Various media followed the bills and many conservative groups opposed them, and toward the end of session it became apparent that leadership was not going to move them to the next level. While dead this year, we could see the bills refiled next session.

Self-Storage Units (HB 283 by Rep. Borrero, R. Doral; SB 456 by Sen. Harrell, R. Stuart)

Allows, in lieu of newspapers, notice of self-storage unit liens on “a public website that customarily conducts or advertises personal property auctions.” STATUS: Each bill was referred to 3 committees. The House bill passed its first 2 committees on a party line vote. Senate bill passed its first committee 8-2 on 1/29.  Thereafter, however, neither bill moved, and both later died in committee at end of session.

Wrecker/Towing Company Lien Notice (HB 179 by Rep. Bell, R. Fort Meade; SB 332 by Sen. Burgess, R.  Zephyrhills; SB 774 by Sen. Perry, R. Gainesville))

 These bills end newspaper notice regarding wrecker lien foreclosures and allow notification on a “publicly available website maintained by an approved third-party service.” The third-party service also must “electronically report to the agency via an electronic data exchange process using a web interface” the lien sale and vehicle information.  The House bill (HB 179) passed its committees and the floor. The House language deleting newspaper notice was later added to SB 774, by Sen. Perry, which was later laid on the table and replaced with the House bill (HB 179), which was then passed the Senate unanimously. The result is that newspaper notice is no longer required for these lien notices—despite strong opposition by FPA and allies at committee hearings, through member outreach, and in communications to leadership and sponsors.

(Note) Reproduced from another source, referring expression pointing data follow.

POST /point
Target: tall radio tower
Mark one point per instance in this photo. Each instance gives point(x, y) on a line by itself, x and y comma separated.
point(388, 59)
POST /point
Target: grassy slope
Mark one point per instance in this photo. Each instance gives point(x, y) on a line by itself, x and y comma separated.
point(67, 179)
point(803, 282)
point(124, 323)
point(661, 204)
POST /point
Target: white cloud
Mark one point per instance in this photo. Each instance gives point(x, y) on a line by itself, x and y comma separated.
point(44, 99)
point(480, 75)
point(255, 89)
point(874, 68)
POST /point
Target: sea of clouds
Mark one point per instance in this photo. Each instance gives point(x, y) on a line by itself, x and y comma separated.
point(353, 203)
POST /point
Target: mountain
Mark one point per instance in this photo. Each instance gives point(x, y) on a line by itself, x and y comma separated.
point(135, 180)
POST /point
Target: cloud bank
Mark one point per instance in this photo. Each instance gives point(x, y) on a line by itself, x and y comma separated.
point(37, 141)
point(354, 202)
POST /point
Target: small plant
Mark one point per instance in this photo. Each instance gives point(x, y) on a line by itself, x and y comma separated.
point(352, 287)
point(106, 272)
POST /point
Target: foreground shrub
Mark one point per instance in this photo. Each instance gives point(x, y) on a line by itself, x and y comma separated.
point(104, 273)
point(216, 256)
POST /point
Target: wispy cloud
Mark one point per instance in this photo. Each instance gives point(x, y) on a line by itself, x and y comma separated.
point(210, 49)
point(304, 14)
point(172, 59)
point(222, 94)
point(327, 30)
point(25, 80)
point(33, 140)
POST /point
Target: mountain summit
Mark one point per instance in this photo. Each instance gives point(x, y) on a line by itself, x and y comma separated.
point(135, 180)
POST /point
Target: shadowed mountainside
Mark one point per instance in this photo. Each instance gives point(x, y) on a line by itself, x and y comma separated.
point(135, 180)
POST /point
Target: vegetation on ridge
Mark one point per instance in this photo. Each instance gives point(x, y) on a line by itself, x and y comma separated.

Deregulation of  Public Schools; School Board Notices (SB 7002 by Senate Ed. Pre-k-12 Committee; HB 7039 by Choice & Innovation Subcommittee)

The Senate bill allows school board notices relating to budgets and millage to be placed on the county optional website established under the 2022 law or just the district website as opposed to newspapers. Further, the bill originally allowed notices of regular and special meetings of the district school board to be placed only on the county website and not in the newspaper. The related House bill contains bad language deleting all newspaper notices.  STATUS: Met with Senate committee staff which resulted in an amendment allowing newspaper notice as an option for meeting notification. Amended Senate bill passed committees and Senate floor and the measure was later passed by the House.

Marsy’s Law Fla. Supreme Court

Recently, the Florida Supreme Court issued its opinion in the City of Tallahassee police identity case finding that Marsy’s Law does not protect identification of victims’ names in general.  The opinion is the best development yet since enactment of ML’s language about protecting victim names.

This is a summary from Mark Caramanica with the Thomas, LoCicero firm who has been representing the media coalition before the Court:

The Court takes a straightforward textual approach and makes a clear distinction between victim identities and location/harassment information to conclude that no ML victim can hide their mere identity under the law.  The court also found it illogical when considering the confrontation clause and having to read the law consistent with our constitutional right to public records (noting that when identities are protected in the law they are done so explicitly).

For those writing about the case we have the following comment: “Today’s decision is a win for government transparency.  The Court applied a common sense approach to interpreting Marsy’s Law that reins in overzealous applications that hide newsworthy information from the public.  In this case, the issues could not have been weightier and the Court’s ruling prevents police officers from shielding their names when on-duty shootings occur.

Crime Victim’s Rights (HB 1605 Pub. Rec. 1607 by Rep. Brannan (R. Lake City))

As anticipated, House bills filed on the first day of Session seek to reverse the above positive Florida Supreme Court decision.  The bills would work in tandem to prevent the disclosure of the identity of any crime victim and note that LEOs can qualify as crime victims even in cases of on-duty shootings. STATUS: House bills assigned to 3 committees but never moved and died in committee at session end. No Senate companion was filed.  Marsy’s Law of Florida recently released a statement that they do not support secrecy of on-duty law enforcement officer identities for those who use physical force.